Özlem Yasar was born in 1977 in Iskenderun (Turkish-Syrian border) and is the founder of Mesela, an association dedicated to artistic-cultural exchange and networking between Switzerland and the Middle East. She lives in Langenthal. Özlem has many years of experience in the fields of migration, integration and refugee care. She knows the Kurdish region from several stays and is committed to its reconstruction in material and social matters. In her socio-cultural work, Özlem deals with the issues of social reconstruction in war zones, the ideals and utopias of collective memory, and memorials. As part of the project “we are visible”, she is working intensively with Werner Neuhaus in Sulaymaniyah on the subject of symbolism and artistic expression as a political protest using wooden sculptures and mud bricks.

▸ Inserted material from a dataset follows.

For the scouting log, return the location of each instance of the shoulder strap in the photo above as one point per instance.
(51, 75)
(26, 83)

Sultan Çoban is a visual artist and performer. She studied at the Zurich University of the Arts, Fine Arts and Theatre at Kadir Has University in Istanbul. She is of Kurdish descent and currently lives and works in Zurich, Switzerland. In her artistic work, she deals with questions of language, the complexity of its relationship to the body and being in-between Eastern and Western cultures. She asks questions about the space of the past in the present moment and blurs the lines between absence and presence. Her work is characterised by a form-conscious exploration of language and the ways in which cultural identity is enacted and performed. In some of her works, she uses arabesque music to re-imagine a particular time and to question the translation and transferability of staged emotions between different linguistic and cultural contexts and performed identity. Her works are about freedom, intimacy and vulnerability. Sultan’s works and collaborations have been shown at Schauspielhaus Zurich, Theater Neumarkt, galleries, offspaces, performance and film festivals.


The Klein Karoo Nasionale Kunstefees [KKNK] is an Afrikaans language arts and culture festival that takes place yearly in the South African town of Oudtshoorn. The multidisciplinary festival has come to play a central role in Afrikaans stage productions, providing a platform for the premiere of new productions ahead national tours.

Maison du Futur is an initiative launched in 2020 in response to the pandemic that employed new formats to preserve cultural production and participation. Anchored around the Swiss Federal Council’s Cultural Message, the initiative focuses on combining cultural participation, storytelling and innovation, as well as strengthening the bridge between technology and the arts.